Regardless of the government’s success or failure in recruiting new cybersecurity experts, it’s also essential for public sector organizations to take steps to reduce their vulnerabilities. New ideas for achieving this goal were a focus of another recent conference – the 2015 North American International Cyber Summit. As Government Technology reported, this event, hosted by Governor Rick Snyder of Michigan, focused largely on recognizing the threats that cyberattacks pose for government bodies and developing new strategies for reducing the danger.
One of the biggest issues, according to Michigan CIO David Behen, is the need to educate government employees, and the public at large, about the nature and severity of the threats they face.
“There’s approximately 48,000 employees at the state of Michigan, almost 10 million citizens,” said Behen, according to the source. “How do we educate them? How do we make them aware so that things like malware and the phishing emails, how can they detect that and make sure they don’t click on that email? I think that is still the most important piece.”
“The federal government has not updated its information management principles since 2000.”
Unquestionably, both training and policy will be essential to account for these dangers. To address the latter case, the White House recently announced that it will be updating its information management principles, according to Nextgov. The source pointed out that the federal government has not made this effort since the early 2000s. As a result, the existing policy was largely obsolete, complete with references to dial-in access and bulletin boards and no mention of contractor security, multi-step authentication or encryption.

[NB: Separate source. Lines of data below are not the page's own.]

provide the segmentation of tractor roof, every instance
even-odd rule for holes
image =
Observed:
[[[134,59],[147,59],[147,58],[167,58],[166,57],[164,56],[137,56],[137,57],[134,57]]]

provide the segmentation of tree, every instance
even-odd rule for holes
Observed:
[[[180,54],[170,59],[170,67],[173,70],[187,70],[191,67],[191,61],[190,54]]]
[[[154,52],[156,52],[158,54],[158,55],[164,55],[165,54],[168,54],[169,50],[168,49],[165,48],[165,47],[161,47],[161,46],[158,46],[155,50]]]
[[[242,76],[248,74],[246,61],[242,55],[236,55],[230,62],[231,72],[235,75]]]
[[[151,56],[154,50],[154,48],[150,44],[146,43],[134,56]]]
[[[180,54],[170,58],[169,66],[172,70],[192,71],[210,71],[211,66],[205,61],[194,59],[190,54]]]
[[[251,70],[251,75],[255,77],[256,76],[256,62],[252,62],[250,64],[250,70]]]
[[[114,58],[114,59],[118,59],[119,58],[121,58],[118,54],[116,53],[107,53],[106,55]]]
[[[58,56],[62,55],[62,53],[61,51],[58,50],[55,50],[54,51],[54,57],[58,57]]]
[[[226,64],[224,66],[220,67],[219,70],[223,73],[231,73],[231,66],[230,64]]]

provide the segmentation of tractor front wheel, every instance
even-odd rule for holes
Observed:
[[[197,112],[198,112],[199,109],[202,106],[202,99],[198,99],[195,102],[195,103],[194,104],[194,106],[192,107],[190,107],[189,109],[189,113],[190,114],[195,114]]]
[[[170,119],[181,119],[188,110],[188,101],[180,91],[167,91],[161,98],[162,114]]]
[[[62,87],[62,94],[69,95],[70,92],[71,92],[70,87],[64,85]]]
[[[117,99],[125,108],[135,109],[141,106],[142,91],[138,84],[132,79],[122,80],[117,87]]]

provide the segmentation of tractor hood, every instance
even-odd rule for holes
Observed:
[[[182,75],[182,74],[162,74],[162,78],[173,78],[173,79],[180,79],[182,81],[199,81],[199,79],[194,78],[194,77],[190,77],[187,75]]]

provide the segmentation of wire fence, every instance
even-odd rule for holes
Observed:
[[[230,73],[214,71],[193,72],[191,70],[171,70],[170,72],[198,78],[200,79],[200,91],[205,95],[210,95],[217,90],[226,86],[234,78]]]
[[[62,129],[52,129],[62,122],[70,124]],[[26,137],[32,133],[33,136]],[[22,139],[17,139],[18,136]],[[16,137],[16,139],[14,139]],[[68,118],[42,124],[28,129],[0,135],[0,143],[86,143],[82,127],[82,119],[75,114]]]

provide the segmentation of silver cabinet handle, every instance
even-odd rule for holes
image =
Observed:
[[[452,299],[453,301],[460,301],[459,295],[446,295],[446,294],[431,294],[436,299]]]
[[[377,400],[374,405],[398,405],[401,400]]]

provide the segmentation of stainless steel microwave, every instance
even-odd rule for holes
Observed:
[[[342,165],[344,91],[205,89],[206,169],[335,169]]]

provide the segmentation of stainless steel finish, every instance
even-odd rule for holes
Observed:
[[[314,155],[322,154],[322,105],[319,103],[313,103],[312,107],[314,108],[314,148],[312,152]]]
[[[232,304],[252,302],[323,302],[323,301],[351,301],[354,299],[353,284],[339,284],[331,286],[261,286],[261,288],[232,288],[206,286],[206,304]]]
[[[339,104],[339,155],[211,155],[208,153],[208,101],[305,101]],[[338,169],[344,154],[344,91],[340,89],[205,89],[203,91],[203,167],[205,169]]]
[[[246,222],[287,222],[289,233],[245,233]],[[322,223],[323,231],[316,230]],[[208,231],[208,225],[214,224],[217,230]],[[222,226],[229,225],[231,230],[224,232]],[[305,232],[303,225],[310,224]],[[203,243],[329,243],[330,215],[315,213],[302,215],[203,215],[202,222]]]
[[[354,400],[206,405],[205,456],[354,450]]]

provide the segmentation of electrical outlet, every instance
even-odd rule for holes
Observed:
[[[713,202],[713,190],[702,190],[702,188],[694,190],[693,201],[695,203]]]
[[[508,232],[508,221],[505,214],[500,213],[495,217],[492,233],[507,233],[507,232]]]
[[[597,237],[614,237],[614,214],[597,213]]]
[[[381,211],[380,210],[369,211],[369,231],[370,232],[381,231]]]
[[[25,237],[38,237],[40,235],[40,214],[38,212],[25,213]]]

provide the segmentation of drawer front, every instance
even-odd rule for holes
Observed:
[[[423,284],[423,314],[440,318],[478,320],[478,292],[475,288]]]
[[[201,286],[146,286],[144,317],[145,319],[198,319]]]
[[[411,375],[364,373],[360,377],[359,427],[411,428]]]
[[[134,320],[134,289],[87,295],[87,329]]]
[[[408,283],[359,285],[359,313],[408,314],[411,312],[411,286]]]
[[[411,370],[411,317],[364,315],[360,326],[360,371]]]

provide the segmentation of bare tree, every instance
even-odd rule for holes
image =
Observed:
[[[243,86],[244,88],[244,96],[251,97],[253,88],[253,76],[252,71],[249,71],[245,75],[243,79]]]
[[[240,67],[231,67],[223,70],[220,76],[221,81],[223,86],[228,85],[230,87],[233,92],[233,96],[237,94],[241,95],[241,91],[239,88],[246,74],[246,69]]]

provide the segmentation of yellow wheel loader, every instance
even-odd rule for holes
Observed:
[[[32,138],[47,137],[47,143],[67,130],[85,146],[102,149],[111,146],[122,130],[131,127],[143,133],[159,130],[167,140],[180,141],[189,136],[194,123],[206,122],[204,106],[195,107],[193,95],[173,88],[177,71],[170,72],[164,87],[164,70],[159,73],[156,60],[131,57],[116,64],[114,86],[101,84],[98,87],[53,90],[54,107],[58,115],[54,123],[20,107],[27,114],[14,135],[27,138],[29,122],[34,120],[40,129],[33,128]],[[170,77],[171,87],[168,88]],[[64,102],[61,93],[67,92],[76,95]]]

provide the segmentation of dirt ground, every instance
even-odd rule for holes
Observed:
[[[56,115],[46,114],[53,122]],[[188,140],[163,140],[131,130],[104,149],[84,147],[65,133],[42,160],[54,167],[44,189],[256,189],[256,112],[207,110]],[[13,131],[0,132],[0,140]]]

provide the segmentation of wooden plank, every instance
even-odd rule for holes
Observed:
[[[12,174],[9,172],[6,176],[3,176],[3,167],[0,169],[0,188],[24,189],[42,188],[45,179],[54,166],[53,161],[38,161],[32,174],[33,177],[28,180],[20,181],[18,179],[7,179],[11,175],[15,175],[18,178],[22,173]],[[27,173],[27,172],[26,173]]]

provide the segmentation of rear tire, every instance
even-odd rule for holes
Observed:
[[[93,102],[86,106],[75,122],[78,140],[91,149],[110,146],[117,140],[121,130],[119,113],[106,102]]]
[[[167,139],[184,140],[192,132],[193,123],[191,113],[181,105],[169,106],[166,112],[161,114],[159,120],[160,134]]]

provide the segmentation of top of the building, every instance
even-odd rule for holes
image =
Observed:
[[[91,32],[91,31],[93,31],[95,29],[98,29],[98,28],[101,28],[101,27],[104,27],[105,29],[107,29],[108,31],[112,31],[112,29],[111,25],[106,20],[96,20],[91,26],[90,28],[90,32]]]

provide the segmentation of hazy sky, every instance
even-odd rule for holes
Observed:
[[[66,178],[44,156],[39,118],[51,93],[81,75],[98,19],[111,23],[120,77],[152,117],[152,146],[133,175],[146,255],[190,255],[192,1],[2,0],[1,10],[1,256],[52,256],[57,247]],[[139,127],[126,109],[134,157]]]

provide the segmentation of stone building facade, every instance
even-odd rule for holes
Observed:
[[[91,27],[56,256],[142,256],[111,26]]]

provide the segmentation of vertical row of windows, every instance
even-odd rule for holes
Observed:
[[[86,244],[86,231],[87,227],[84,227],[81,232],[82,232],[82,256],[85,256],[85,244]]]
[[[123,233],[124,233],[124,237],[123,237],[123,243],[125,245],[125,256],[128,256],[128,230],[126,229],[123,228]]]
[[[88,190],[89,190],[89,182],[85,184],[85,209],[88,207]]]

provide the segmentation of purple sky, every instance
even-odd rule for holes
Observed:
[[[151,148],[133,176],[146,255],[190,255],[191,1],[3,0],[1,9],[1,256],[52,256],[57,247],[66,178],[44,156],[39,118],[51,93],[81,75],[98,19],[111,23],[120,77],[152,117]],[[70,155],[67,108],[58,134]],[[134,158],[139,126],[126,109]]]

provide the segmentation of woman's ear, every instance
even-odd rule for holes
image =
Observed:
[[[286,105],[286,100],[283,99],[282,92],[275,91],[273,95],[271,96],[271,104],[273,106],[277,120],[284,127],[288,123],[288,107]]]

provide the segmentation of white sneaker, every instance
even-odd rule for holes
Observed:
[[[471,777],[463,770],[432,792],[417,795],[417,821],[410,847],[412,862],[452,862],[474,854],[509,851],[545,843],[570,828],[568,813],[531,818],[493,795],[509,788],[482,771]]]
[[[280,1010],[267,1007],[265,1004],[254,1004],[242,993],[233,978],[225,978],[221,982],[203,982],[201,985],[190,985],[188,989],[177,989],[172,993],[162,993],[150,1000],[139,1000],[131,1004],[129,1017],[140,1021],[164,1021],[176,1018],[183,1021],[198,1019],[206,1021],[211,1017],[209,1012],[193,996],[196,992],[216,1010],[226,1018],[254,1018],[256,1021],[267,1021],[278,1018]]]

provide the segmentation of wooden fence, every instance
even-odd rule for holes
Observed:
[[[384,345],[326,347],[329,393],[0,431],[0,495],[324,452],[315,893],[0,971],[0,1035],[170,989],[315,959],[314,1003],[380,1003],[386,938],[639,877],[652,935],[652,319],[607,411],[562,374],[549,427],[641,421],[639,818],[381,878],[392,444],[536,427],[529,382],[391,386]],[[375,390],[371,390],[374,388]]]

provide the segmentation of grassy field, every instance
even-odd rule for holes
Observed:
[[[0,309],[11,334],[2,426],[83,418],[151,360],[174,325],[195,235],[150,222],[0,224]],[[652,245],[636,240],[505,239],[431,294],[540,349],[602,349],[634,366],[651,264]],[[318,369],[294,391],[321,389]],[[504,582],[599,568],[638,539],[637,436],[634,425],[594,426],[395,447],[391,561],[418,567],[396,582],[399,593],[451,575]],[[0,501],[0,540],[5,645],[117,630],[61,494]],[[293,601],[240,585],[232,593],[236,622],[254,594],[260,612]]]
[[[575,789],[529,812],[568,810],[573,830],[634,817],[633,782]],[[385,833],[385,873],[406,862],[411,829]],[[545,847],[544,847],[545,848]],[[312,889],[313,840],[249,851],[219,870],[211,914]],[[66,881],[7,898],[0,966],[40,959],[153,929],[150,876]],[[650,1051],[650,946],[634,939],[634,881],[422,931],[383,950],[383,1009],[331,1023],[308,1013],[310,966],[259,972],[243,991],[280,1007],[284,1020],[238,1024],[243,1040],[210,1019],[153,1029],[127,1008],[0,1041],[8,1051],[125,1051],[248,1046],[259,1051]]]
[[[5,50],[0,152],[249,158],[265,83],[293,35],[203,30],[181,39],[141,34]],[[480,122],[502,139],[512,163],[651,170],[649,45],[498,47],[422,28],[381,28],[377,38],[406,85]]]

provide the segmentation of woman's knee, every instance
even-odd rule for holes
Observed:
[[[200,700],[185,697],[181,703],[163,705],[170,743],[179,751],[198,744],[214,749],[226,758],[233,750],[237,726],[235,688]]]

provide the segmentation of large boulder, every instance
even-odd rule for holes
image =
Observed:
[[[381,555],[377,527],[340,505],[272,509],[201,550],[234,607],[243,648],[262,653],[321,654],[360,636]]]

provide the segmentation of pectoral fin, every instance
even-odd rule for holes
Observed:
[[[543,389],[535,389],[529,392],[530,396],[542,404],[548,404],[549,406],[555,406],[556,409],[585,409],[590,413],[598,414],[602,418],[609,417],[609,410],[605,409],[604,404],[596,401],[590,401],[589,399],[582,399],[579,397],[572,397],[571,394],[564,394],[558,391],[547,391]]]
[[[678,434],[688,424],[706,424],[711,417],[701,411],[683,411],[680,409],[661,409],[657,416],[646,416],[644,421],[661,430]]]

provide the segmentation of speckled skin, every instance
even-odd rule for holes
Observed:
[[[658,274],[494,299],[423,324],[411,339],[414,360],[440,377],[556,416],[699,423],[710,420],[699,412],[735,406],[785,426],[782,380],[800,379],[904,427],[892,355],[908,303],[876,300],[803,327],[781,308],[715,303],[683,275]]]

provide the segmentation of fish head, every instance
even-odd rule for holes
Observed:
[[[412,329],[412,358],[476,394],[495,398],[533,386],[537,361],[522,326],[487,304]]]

This is particularly problematic because, as Nextgov emphasized, the government’s IT focus at this time was information sharing, as a lack of data availability was seen as a serious problem in the wake of the Sept. 11, 2001, terrorist attacks. Now, however, this emphasis on availability has inherently increased the potential vulnerabilities for cyberattackers to take advantage of.
By modernizing this policy, the government will be better able to address the actual threats that agencies now face. For example, the source reported that the update will aim to encourage continuous monitoring and more regular auditing throughout federal networks. To this end, though, the update draft calls for a number of privileged users to seek out and combat insider threats, and the government is already struggling to recruit personnel who could fill this role.
Given the difficulties agencies have already experienced in their efforts to hire new personnel and shore up their cyberdefenses, it may be necessary to partner with third-party solutions providers to guide the development of a cybersecurity-conscious work force. Specifically, public sector organizations should look for firms with extensive experience working with government agencies to improve their cybersecurity defenses.